As the storm slowly made its way into the area he heard nothing more from her. And his head stopped its aching for a while. Garish face turned so he could go back to watching the inn before and below where he was perched on the room across from it.

Serin

Date: 2016-08-06 00:06 EST
The rains hit in sparse but large drops, smacking against the wood shingles about where he was crouched. His hand wrapped over the edge of the roof relaxed. As he pulled it back his claws scraped lazily against the surfaces.

It was not long before the rain came as the wind had promised him. Heavy, torrential waves poured down upon him until the dark mane of hair and beard were dripping with it and his clung and held its weight.

He shook it off at one point only to have more of the night's rain shower down steadily on him. Serin easily watched through it. The rains were nothing that detoured the beast from seeing the street and people hurrying to get inside before they got wet.

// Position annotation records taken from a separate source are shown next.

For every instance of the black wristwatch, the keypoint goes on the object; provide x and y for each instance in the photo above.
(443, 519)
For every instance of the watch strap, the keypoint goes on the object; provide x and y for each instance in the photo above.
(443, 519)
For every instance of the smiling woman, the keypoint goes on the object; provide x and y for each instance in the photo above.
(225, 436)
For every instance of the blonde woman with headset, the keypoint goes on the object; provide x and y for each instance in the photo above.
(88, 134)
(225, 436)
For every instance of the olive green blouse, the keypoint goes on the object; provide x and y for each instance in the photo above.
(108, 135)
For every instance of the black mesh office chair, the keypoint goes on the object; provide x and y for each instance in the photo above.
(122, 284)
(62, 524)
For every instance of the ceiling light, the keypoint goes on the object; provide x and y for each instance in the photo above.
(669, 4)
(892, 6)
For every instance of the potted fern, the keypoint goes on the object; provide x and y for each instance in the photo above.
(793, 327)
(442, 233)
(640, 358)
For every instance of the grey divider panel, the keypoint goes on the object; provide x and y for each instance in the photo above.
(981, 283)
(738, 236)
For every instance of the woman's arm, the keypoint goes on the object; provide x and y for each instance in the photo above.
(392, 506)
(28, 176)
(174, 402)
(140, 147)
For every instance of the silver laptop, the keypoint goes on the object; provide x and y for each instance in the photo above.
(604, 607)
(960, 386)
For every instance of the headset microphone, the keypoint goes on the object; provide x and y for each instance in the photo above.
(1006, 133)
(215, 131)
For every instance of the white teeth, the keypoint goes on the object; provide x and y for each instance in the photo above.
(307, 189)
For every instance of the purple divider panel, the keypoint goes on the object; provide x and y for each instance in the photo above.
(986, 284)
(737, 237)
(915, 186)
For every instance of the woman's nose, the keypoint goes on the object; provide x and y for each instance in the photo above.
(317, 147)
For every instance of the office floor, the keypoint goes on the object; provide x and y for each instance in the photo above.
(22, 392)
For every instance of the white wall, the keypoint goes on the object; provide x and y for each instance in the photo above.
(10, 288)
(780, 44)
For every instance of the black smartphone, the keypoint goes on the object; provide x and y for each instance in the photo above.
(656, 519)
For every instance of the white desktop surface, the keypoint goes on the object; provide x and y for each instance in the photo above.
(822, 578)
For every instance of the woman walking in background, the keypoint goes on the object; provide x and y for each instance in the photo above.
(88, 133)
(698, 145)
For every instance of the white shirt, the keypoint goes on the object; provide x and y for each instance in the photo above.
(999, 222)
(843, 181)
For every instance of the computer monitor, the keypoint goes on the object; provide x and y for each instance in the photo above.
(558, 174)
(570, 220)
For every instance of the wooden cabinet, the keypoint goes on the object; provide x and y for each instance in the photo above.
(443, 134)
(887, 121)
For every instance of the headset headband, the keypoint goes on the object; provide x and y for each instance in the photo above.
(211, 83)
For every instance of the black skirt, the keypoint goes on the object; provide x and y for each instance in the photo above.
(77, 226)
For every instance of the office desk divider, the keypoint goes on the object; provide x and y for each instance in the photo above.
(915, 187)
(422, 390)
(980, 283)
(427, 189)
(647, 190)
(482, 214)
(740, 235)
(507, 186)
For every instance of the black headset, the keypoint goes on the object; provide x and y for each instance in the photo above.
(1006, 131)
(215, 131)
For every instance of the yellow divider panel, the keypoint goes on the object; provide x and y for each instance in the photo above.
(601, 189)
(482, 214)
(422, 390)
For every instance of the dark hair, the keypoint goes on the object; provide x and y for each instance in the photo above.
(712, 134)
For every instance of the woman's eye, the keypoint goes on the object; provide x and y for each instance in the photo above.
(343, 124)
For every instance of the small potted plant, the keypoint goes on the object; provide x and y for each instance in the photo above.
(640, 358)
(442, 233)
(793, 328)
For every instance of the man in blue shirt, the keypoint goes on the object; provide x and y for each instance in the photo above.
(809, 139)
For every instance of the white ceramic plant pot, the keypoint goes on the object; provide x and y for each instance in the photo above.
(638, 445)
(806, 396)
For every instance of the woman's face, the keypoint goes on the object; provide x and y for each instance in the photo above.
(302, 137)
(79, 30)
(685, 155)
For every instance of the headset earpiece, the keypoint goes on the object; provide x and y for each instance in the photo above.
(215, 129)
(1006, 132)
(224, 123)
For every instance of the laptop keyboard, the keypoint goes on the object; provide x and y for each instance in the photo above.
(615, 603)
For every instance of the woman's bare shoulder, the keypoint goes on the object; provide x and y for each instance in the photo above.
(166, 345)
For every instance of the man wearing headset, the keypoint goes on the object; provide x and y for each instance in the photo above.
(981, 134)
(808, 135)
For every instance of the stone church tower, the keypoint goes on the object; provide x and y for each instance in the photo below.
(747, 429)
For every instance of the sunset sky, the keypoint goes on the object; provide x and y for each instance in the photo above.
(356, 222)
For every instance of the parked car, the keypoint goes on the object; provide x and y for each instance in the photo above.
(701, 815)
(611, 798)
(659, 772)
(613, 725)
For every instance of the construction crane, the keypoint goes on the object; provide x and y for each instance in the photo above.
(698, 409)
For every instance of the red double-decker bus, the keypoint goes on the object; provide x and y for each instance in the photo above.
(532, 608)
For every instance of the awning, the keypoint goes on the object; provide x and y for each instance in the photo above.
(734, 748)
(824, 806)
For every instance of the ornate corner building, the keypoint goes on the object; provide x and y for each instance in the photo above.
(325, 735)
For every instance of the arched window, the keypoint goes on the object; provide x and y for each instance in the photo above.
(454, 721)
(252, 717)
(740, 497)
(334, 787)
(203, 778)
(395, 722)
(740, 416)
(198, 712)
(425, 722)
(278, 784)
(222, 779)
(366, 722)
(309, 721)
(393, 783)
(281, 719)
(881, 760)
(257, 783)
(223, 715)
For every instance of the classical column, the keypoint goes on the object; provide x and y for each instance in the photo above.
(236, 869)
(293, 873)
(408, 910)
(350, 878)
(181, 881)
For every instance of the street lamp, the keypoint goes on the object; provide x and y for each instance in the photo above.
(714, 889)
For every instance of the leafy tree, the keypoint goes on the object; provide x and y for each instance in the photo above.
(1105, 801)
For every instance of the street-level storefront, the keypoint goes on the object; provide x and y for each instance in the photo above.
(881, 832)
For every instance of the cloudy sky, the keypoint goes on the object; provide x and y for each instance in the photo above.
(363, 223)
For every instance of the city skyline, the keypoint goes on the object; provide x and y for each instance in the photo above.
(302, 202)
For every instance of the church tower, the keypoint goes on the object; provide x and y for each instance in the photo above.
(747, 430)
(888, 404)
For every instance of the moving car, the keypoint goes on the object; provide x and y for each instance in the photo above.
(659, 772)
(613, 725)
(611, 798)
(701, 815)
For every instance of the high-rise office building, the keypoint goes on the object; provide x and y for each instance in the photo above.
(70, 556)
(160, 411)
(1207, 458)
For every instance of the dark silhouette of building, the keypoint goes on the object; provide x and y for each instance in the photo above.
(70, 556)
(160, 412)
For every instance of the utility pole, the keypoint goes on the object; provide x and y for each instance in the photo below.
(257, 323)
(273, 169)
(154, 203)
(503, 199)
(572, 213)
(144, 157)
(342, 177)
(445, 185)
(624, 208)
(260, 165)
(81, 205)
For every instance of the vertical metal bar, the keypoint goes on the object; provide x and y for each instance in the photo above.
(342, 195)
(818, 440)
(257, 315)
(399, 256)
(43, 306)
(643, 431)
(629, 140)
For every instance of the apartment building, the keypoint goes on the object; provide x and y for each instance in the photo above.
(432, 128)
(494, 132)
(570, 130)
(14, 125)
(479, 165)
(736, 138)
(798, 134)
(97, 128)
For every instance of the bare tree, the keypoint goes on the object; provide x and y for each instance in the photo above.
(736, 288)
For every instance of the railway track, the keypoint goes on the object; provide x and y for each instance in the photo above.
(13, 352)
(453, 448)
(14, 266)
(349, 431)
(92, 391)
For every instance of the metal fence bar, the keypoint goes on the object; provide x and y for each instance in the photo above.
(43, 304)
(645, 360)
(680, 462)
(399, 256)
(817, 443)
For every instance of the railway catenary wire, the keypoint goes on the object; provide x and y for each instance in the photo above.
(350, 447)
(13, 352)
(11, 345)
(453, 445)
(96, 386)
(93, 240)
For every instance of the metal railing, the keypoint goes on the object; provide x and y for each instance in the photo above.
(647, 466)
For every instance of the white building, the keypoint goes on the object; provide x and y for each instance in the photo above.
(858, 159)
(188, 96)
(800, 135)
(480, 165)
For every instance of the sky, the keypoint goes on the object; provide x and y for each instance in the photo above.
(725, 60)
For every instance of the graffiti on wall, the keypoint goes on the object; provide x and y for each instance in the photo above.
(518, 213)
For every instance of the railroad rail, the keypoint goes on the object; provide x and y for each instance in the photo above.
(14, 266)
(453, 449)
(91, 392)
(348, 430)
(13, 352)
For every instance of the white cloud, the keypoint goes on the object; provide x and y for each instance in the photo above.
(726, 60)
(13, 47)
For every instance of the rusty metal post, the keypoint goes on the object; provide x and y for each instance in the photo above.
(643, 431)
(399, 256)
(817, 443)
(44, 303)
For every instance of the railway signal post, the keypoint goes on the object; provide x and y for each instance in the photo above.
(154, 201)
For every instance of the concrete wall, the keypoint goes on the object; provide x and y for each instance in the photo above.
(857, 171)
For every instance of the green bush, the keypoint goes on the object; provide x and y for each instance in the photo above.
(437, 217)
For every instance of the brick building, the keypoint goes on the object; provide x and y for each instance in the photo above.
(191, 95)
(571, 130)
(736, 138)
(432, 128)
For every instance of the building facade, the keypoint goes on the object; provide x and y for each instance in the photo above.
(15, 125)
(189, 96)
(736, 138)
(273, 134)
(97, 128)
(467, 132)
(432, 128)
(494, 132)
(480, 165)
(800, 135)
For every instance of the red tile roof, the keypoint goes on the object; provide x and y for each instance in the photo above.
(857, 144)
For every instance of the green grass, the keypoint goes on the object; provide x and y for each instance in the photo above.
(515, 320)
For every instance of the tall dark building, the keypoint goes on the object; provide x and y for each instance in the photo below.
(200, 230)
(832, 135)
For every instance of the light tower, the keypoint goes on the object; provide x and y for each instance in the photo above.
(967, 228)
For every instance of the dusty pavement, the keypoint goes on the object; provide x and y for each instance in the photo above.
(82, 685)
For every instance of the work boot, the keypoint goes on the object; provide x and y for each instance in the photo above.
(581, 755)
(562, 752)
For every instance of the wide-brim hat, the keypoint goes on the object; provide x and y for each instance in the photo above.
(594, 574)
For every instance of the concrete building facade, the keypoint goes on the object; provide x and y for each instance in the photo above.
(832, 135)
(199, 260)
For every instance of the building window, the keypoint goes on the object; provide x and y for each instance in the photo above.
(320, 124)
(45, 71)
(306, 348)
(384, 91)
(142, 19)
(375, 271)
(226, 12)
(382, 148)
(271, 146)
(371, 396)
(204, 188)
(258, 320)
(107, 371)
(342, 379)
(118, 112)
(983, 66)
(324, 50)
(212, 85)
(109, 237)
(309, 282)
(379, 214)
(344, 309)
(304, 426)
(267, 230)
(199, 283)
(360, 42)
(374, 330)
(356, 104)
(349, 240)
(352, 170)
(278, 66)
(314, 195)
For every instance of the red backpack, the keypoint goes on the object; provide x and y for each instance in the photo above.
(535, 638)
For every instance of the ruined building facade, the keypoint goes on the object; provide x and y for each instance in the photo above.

Another breath was dragged into his lungs. Though it was raining, people were still on the streets and coming and going from the inn and other shops near it.

Something in the sky was heard, not wind or rain. For a time, he lifted his face to the heavens where the storm hid the land's moons even from his gaze. Whatever it was with wings beating on the rain-drenched wind, it eluded him. Eyes could not see it, scent could not fixate on it and figure it, and ears did not recognize it.

Serin gave a violent shake of his mane and looked back to the inn. There was reason to be where he was and not inside the magic-protected building that had stood for generation after generation.